Sariah Paki
- Born: 12 October 2001 (age 24)
- Height: 1.72 m (5 ft 8 in)
- Weight: 65 kg (143 lb)

Rugby union career
- Position: Outside Back

Super Rugby
- Years: Team / Apps / (Points)
- 2025: Waratahs /  / (0)

National sevens team
- Years: Team /  / Comps
- 2018–Present: Australia /  / 32 (90 points)
- Medal record
Women's rugby sevens
Representing Australia
Rugby Sevens World Cup
| Gold medal – first place | 2022 Cape Town | Team competition |
Commonwealth Games
| Gold medal – first place | 2022 Birmingham | Team competition |

= Sariah Paki =

Australian rugby union player

Sariah Paki (born 12 October 2001) is an Australian rugby union player.

==Personal life==
Her sister Aaliyah Paki has played touch football for the Parramatta Eels in the NRL Touch Premiership in Australia. Paki and her Australia teammates Faith Nathan and Kiiahla Duff are first cousins. Their mother's Te Aroha, Edith and Gloria are sisters.

==Career==
Paki was named in the Australia squad for the Rugby sevens at the 2020 Summer Olympics. The team came second in the pool round but then lost to Fiji 14-12 in the quarterfinals.
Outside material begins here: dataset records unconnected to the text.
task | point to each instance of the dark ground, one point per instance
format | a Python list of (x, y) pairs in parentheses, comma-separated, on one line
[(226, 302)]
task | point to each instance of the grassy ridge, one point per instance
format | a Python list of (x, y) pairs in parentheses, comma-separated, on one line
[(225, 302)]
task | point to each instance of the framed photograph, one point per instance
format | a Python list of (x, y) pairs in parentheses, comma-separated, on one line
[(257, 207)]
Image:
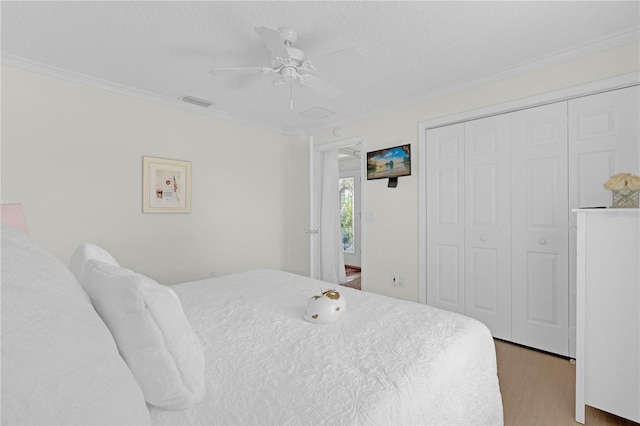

Paki won a gold medal with the Australian sevens team at the 2022 Commonwealth Games in Birmingham. She was a member of the Australian team that won the 2022 Sevens Rugby World Cup held in Cape Town, South Africa in September 2022.

She was named in Australia's sevens side for the 2024 Summer Olympics in Paris.

In December 2024, she was one of a number of Australia Sevens players who committed their intentions to play Super Rugby Women's in 2025, with Paki committing to the NSW Waratahs. She continued with the Australia sevens team for the 2025-26 season.